Friday, April 23, 2010

My Favorite Forms of Argumentation

One of my favorite features in apologetics is where a view is demonstrated to be false by virtue of its own principles. This is sometimes called a self-stultifying or self-defeating position.

An example would be Bill Clinton’s notorious remark that belief in absolutes is wrong. For that statement to be true, it would have to be absolute. So, in order in order for it to be true it would have to be false!

Another example is the contention of many existentialists that nothing has meaning. I imagine that they assume that that statement is a meaningful statement about reality. But if that statement were true it would be false.

Yet another example is the central monistic assumption of pantheism. Pantheism believes that everything is God and God is everything. The sum total of all that exists is God.
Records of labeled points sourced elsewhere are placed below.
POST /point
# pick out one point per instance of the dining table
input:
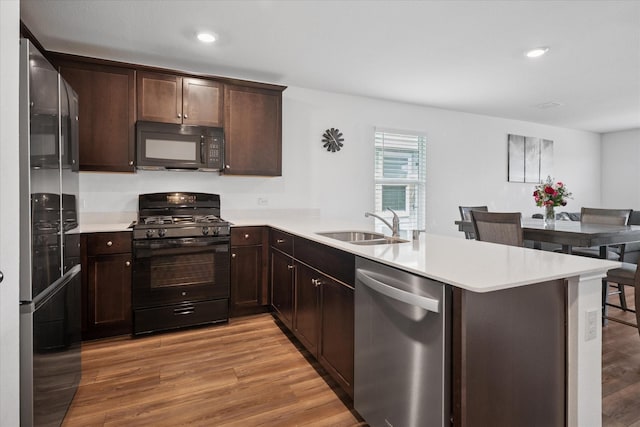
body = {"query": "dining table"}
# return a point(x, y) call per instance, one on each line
point(571, 234)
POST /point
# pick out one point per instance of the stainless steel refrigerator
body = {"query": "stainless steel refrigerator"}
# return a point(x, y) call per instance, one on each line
point(50, 328)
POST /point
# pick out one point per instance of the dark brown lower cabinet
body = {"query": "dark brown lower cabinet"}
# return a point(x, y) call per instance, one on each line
point(106, 259)
point(306, 323)
point(282, 279)
point(249, 271)
point(509, 356)
point(335, 351)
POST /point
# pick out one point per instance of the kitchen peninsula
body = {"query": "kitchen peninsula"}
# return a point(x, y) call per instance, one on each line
point(488, 274)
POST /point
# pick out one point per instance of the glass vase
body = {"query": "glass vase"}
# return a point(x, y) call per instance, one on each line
point(549, 215)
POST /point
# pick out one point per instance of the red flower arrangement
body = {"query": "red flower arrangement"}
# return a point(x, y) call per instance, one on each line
point(550, 194)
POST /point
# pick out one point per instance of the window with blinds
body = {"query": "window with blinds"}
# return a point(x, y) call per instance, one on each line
point(400, 177)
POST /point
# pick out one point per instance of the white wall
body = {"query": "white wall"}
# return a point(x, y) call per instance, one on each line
point(467, 163)
point(621, 169)
point(9, 211)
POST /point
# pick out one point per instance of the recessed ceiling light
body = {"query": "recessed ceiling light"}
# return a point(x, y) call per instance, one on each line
point(537, 52)
point(206, 37)
point(549, 104)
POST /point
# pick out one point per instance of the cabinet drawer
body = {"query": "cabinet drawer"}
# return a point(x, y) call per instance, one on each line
point(282, 241)
point(246, 236)
point(334, 262)
point(108, 243)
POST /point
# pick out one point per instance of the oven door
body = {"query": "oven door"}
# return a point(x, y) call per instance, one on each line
point(174, 271)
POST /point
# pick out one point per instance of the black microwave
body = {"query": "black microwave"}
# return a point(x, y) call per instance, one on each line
point(166, 146)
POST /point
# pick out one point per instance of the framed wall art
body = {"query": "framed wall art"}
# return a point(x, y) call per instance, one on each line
point(530, 158)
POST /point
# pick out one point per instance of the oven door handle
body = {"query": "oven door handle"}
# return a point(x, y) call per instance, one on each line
point(179, 243)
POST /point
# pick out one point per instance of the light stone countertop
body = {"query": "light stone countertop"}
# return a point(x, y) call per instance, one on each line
point(467, 264)
point(104, 227)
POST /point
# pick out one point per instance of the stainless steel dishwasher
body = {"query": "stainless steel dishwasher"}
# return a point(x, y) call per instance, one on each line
point(402, 348)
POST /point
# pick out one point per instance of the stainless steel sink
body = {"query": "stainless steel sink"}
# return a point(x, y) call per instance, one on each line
point(383, 241)
point(361, 237)
point(352, 236)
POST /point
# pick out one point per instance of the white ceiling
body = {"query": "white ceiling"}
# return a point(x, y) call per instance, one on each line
point(458, 55)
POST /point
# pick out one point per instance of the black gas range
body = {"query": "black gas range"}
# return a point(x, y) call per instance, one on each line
point(170, 215)
point(181, 253)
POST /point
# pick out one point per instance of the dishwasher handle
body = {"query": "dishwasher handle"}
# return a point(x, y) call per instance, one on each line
point(428, 304)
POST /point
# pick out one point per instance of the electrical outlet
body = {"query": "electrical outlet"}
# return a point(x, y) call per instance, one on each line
point(591, 327)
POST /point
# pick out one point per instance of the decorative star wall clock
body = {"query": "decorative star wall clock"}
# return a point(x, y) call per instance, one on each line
point(332, 139)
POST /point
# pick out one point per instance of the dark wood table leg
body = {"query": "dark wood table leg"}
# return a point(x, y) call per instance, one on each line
point(603, 252)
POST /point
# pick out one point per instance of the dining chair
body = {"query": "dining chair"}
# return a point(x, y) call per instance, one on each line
point(612, 217)
point(627, 275)
point(498, 227)
point(603, 216)
point(465, 215)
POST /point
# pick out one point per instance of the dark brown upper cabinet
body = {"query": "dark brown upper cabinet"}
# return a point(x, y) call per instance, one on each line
point(106, 114)
point(253, 131)
point(168, 98)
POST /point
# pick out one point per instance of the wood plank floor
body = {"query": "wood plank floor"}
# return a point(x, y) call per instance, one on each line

Now, if this were strictly true, a pantheist would affirm, “God exists and I don’t,” because “I,” like everything else in existence, am merely a mode of God’s existence. But to say that you don’t exist is self-stultifying. If you don’t exist, you can neither affirm nor deny anything.

Another feature of apologetics that has always impressed me is when it is show that one position is rejected based on supposed ramifications which are actually truer of the opposing view.

For example, people often accuse the Calvinist doctrine of Divine sovereignty of being fate. This is an old accusation. During the semi-Pelagian debates of the 5th Century, Faustus of Riez wrote, “In the name of grace Augustine preaches fatalism.” However, if one thinks this through carefully, the Arminian view is more fatalistic. If the Arminian view of Divine foreknowledge is true then God’s knowledge is not based upon His decree but rather upon the free-will of the creature. So when something bad happens to man, God can only say, “You poor thing. You must simply grin and bear the bad fortune that has come upon you. I could do nothing about it. I had to consent to these contingencies that come, whether I will them or not.” Is this not more fatalistic? In the words of Christopher Ness, “What else is this but to overthrow all those graces of Faith, Hope, etc., to cast off all vital godliness; and to pull the great Jehovah Himself out of His throne of glory, setting up Dame Fortune to be worshipped in His stead?”

Another example is the accusation that Open Theists make that “traditional Christianity” was corrupted by Greek philosophy. Yet the roots of the Open Theism’s ideas regarding God’s foreknowledge are easily traceable to Calcidius a 5th Century philosopher and interpreter of Plato.

For some reason, these kind of logical and internal inconsistencies simultaneously intrigue me and irritate me. There are many forms of argumentation in apologetics and polemics, but these are my favorites.